# New betta tank - Marina Style 5



## LurkerMom (Sep 9, 2013)

I finally decided to give in and buy my self a new Betta. It really helps me relax and eventually I'll give that tank to my son when he's old enough.

Betta is coming in tomorrow around noon (yea yea, I know, not cycled, blah blah blah, I trust my importer/breeder on that one sorry guys) so I kick started it today. 

So far I am not disappointed of the tank, especially for the price

It's not the most pretty lid however, and the stock light is really, really cheap (I recommend buying an upgrade bulb in the same shipment! a 25w would be the basic)

The filter is amazingly not noisy, which was a big surprise for me and the low flow it creates is perfect for Bettas, Shrimps or frys (especially with the protective aquarium sponge around the intake)

Pros 
- Price is super cheap for what you get
- The filter is amazingly silent
- Strainer sponge is perfect for long finned fish or frys
- Low low making it ideal for many aquarium inhabitants
- The hood, even though ugly, is well ventilated so it wont become too hot when upgrading bulb.
- Comes with almost everything, add gravel, decorations/plants (heater if needed)
- Cycle and Aquaplus included, as well as fish food

Cons
- Light bulb!
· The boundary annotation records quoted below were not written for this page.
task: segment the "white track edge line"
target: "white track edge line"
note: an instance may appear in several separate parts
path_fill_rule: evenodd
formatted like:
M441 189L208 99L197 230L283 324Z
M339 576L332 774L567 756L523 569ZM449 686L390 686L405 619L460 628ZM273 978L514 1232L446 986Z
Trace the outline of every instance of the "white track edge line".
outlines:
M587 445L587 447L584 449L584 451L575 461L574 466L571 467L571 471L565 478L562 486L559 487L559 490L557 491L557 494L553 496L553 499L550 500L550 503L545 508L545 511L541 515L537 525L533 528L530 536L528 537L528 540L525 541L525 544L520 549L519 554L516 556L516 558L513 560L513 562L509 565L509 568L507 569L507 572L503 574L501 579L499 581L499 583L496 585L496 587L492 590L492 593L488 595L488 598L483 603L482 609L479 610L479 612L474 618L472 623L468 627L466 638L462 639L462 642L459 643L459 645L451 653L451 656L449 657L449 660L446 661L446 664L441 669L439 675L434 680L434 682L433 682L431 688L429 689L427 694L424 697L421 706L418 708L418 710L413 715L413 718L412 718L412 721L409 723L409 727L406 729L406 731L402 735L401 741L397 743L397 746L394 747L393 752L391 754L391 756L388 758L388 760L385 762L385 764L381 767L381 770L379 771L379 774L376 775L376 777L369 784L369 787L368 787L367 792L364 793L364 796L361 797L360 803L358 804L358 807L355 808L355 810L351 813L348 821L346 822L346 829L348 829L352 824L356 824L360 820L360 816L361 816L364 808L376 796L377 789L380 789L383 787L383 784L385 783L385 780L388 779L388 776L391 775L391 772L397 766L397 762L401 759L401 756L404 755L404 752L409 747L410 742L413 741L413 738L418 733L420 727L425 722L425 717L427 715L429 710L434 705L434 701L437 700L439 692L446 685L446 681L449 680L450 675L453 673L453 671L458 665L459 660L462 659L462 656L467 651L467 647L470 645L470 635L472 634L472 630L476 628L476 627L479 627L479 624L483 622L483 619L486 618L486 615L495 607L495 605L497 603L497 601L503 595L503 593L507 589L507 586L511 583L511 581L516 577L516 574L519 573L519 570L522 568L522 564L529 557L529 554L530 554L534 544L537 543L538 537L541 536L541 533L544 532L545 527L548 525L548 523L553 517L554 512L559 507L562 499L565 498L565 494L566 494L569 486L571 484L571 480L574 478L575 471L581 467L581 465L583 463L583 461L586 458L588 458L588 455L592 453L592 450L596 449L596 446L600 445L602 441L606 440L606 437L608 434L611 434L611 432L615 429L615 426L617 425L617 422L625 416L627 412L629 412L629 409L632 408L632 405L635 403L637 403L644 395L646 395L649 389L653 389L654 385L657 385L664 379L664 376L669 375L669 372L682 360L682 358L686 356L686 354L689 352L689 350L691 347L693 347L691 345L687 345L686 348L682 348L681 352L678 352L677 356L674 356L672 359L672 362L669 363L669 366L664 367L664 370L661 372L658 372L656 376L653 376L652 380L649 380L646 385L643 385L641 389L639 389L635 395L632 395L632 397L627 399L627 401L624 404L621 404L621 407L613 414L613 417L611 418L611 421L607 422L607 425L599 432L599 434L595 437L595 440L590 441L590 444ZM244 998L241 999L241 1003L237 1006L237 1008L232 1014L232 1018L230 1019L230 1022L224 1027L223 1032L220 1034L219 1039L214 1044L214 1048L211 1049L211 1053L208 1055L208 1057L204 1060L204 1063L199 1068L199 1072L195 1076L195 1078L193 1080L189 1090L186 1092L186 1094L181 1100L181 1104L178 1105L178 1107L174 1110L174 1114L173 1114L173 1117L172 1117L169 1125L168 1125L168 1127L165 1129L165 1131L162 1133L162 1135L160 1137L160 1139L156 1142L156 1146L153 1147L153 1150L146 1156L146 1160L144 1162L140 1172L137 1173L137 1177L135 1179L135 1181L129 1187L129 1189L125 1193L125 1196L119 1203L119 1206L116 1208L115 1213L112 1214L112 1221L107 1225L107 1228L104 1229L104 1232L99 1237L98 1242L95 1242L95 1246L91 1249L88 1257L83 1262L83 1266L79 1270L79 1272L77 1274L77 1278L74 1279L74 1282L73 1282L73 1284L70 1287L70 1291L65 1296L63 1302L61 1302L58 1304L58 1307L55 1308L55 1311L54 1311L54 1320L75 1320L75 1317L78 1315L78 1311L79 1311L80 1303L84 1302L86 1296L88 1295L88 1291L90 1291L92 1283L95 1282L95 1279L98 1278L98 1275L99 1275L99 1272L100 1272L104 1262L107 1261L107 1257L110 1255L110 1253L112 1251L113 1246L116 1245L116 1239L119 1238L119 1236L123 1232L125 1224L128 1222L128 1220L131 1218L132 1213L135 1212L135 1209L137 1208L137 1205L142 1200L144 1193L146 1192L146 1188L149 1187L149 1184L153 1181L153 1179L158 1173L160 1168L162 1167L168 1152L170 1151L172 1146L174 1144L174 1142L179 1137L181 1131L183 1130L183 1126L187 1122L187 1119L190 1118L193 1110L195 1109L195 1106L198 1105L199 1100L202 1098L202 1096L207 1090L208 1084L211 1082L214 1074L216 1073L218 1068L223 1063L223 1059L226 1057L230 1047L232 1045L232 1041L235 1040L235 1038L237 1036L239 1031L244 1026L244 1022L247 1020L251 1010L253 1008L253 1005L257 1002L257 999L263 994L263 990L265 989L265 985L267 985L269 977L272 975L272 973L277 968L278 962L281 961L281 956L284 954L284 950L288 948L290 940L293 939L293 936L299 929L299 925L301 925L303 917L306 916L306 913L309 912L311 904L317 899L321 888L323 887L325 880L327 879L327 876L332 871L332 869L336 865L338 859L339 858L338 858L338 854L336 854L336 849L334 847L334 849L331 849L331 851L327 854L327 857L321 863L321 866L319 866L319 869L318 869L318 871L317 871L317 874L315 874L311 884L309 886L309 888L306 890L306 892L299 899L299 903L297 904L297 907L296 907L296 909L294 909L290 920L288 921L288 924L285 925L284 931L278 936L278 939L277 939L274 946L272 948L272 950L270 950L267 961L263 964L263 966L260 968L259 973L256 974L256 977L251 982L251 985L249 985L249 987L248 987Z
Seriously guys! 
- Hood could have been more stylish.
- Bulky hood makes it hard to clean gravel and trim plants (if needed)

Unknown - Not too sure yet about the filtration cartridge, they go easy, but I'm curious with time (even following the recommended 2-4 weeks replacement) if the foam wont detach it self and ''pollute'' the water.

As for me, I am going to change the light ASAP (like.. this weekend if I find one in stores, or order LED and a hood)

Pictures WIP to come!


----------



## LurkerMom (Sep 9, 2013)

The pics! 
I added a plant because, meh, it was already going in the garbage bin anyhow since the bigger tank has too much  why not
and the skull is most likely be temporary since...well yea, I usually try to go for a more natural look  Beside, the shrimps will need a hiding spot!


----------



## LurkerMom (Sep 9, 2013)

temp light upgrade, using a cheap IKEA bulb, already better.

Will order LEDs and other electronic things to build our own lights


----------



## summersea (Jul 26, 2013)

I have the same tank and like you love the filter but feel "meh" about the light setup. I changed out the provided bulb with a 15 watt CFL daylight bulb since I have a planted tank but the edges of the tank still don't get much light. I can't wait to see what you do with your tank!


----------



## LurkerMom (Sep 9, 2013)

Yea, so far the IKEA temp fix will be alright, but it will be planted like crazy as well once the weather is warm enough to get plants shipped 
Thats why me and my bf (who's a trained electrician) will build our own set up, so far we're thinking 2 fixtures or one strip, between 6000-7000lm. Now I need to figure out the rest for the plants before we build it, i'm still new in the planted tank hobby

I'll go get a couple of Marimo later as well (since for me, one tank has to have marimos! Don't know if it's the zen part of it or the amazing job they do for helping with algae/filtration help, but I love them )

I'll wait for the shrimps though and might try to order some online (will test with ghosts I already have to know if he's going to be alright with them hehe)


----------



## LurkerMom (Sep 9, 2013)

I think he'll fit in perfectly!


----------